The BCS allows for preserving the significance of the regular season, which is the most meaningful in sports. It also maintains the bowl system to the benefit of dozens of universities each year.
The bowl games participating are the Tostitos Fiesta Bowl, Discover Orange Bowl, Rose Bowl presented by VIZIO, Allstate Sugar Bowl and the BCS National Championship Game, which is played each year at one of the bowl sites.
The BCS is managed by the commissioners of the 11 NCAA Football Bowl Subdivision ("FBS") (formerly Division I-A) conferences, the director of athletics at the University of Notre Dame, and representatives of the bowl organizations. The conferences are Atlantic Coast, Big East, Big Ten, Big 12, Conference USA, Mid-American, Mountain West, Sun Belt, Pac-12 and Southeastern.
The conference commissioners and the Notre Dame athletics director make decisions regarding all BCS issues, in consultation with an athletics directors advisory group and subject to the approval of a 11-person presidential oversight committee whose members represent all 120 FBS programs.
The five BCS games are part of the overall bowl structure. All bowl games provide meaningful season-ending opportunities to teams.
As one conference commissioner said, "The celebration that occurs among the student-athletes, coaching staff and fans at the end of each bowl games is an indication of the importance of all bowl games."
The BCS places great premium on the regular season of college football.
"Football weekends are an important ingredient in the overall college experience -- going well beyond simply what occurs in the athletics department," said BCS Executive Director Bill Hancock. "A significant amount of the revenue that supports all athletic programs is generated by regular-season football. And so it is important that the regular season remains strong and vibrant."
The top two teams were matched in bowl games only eight times in the 56 years before the BCS and its predecessors (the Bowl Coalition and Bowl Alliance) were created.

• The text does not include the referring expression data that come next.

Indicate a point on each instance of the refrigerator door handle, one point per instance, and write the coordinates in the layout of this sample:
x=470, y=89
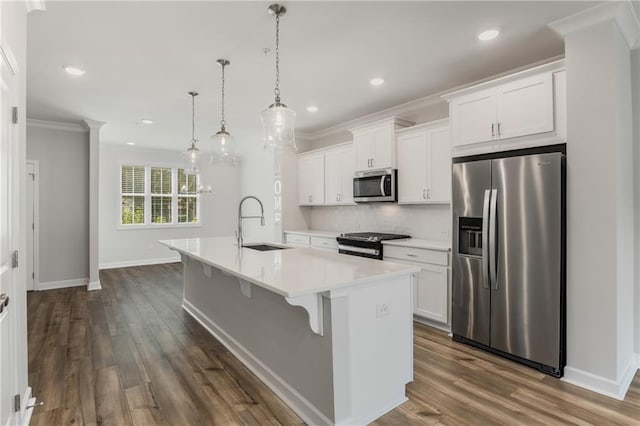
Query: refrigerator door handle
x=493, y=252
x=485, y=238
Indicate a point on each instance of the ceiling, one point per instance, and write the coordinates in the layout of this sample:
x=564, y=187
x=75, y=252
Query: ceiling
x=141, y=59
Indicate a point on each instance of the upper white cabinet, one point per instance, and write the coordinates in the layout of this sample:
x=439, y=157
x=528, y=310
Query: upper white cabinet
x=339, y=166
x=424, y=163
x=523, y=109
x=325, y=176
x=311, y=179
x=374, y=144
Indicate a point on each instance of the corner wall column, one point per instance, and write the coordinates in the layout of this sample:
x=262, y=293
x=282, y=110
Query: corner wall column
x=600, y=193
x=94, y=174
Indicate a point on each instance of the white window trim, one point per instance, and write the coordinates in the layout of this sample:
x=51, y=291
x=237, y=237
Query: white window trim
x=147, y=198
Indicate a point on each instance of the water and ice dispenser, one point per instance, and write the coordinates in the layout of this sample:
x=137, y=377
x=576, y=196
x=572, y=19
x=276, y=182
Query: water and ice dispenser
x=470, y=236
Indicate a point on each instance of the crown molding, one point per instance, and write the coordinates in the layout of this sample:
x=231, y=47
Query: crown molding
x=35, y=5
x=56, y=125
x=394, y=111
x=93, y=124
x=621, y=12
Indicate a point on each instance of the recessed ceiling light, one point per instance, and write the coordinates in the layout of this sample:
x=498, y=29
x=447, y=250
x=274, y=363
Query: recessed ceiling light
x=488, y=34
x=73, y=70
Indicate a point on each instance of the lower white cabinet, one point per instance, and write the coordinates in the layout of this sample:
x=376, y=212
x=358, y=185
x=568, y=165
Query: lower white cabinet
x=431, y=288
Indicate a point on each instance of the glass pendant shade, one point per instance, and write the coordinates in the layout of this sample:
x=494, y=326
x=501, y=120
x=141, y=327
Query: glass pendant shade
x=278, y=122
x=223, y=147
x=192, y=160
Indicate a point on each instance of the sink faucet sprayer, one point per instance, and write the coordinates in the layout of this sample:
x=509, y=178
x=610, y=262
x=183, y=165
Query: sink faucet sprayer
x=240, y=217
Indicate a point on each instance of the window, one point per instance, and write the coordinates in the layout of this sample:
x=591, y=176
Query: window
x=154, y=195
x=188, y=198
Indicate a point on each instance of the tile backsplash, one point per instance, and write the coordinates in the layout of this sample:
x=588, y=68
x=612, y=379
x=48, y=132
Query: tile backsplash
x=430, y=222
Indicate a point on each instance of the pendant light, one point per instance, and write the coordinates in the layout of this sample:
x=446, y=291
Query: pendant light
x=223, y=144
x=278, y=120
x=192, y=157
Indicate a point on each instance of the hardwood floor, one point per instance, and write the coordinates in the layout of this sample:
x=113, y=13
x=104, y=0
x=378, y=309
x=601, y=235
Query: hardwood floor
x=129, y=355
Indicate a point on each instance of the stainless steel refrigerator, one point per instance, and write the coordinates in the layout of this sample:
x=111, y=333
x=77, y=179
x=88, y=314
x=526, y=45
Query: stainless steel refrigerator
x=508, y=292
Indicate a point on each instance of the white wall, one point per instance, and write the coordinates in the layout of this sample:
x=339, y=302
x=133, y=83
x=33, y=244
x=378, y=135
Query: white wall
x=600, y=210
x=122, y=247
x=635, y=75
x=431, y=222
x=63, y=202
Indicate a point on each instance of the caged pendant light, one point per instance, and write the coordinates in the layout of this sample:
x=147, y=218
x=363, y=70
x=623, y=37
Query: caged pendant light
x=192, y=157
x=278, y=120
x=223, y=144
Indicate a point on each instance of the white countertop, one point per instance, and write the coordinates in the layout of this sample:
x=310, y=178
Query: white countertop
x=417, y=243
x=291, y=272
x=313, y=232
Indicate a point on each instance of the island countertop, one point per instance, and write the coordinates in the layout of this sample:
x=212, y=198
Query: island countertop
x=290, y=272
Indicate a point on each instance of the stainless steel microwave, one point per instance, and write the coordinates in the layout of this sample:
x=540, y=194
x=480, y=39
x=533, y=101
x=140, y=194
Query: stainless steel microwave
x=375, y=185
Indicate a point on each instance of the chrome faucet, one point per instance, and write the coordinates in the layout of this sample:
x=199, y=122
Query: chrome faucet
x=240, y=217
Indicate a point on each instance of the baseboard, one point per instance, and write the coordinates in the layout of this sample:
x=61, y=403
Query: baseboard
x=307, y=411
x=139, y=262
x=95, y=285
x=602, y=385
x=434, y=324
x=52, y=285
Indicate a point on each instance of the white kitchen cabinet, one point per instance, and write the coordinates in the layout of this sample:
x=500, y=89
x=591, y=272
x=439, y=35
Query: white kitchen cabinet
x=311, y=179
x=424, y=164
x=374, y=144
x=339, y=166
x=431, y=288
x=528, y=108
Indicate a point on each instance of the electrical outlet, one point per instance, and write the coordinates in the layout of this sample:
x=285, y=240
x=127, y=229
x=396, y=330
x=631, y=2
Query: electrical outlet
x=383, y=309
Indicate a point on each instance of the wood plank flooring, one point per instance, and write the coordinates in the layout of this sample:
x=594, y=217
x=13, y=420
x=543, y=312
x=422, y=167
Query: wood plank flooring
x=129, y=355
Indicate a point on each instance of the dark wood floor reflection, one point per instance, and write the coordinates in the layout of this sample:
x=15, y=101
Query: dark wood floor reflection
x=128, y=354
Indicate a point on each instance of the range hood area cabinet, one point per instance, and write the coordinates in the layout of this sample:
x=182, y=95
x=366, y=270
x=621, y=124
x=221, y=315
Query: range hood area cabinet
x=374, y=144
x=424, y=163
x=325, y=176
x=520, y=110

In those days, conferences were contractually obligated to certain games and there was no flexibility to attempt to match the top teams.
The 11 BCS conferences have a contract with ESPN to televise the games through the 2013-14 season.

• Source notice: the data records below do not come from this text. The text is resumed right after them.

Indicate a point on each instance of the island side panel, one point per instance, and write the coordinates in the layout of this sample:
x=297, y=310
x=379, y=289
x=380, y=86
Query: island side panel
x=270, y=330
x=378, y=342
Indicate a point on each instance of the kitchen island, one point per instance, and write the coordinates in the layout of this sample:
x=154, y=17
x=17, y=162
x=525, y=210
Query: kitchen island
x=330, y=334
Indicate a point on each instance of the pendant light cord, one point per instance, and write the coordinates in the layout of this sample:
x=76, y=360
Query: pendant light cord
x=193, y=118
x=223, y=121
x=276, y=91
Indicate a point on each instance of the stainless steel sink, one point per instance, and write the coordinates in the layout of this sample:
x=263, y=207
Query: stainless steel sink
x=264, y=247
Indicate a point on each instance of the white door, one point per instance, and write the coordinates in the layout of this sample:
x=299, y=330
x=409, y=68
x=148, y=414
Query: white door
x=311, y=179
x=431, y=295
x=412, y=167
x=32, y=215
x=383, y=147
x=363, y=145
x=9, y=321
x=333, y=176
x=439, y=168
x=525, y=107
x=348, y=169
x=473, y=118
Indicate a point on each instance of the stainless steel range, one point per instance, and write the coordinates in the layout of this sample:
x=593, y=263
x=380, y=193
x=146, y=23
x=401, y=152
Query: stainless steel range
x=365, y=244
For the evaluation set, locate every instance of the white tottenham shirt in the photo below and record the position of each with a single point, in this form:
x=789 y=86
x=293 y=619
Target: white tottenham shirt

Each conference whose team qualifies automatically for the BCS receives approximately $22 million in net revenue. A second team qualifying brings an additional $6 million to its conference. Notre Dame receives approximately $1.6 million. Army and Navy receive $100,000 each, and each of the NCAA's Football Championship Subdivision conferences receives $250,000.
The total economic impact in the host cities from the five BCS games in January 2010, was estimated at more than $1.2 billion.

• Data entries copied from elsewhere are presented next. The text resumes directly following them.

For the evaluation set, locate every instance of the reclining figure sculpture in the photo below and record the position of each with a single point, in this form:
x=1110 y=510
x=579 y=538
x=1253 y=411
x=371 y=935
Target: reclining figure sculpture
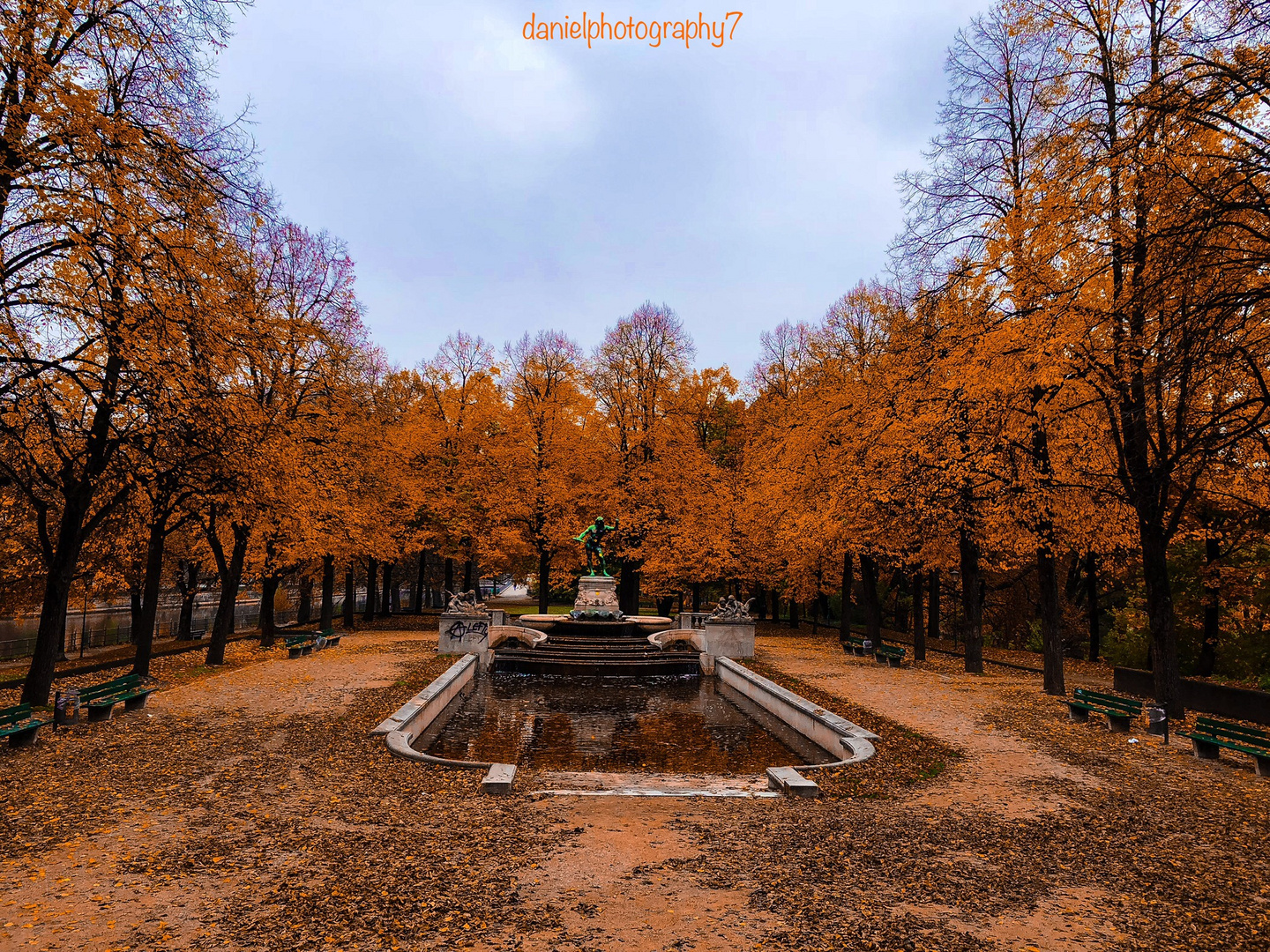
x=730 y=609
x=462 y=603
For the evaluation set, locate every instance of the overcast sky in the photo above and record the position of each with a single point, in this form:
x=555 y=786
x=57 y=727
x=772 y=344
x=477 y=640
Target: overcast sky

Each conference had an opportunity to earn annual automatic qualification through a four-year evaluation covering the regular seasons of 2004, 2005, 2006 and 2007. The Atlantic Coast, Big East, Big Ten, Big 12, Pac-12 and Southeastern conferences met the threshold and earned automatic qualification through the 2013-14 season. A seventh conference could qualify for the 2012-13 and 2-14 bowl season based on an evaluation of the 2008, 2009, 2010 and 2011 regular seasons.
Additionally, institutions can qualify in any given season by meeting certain thresholds.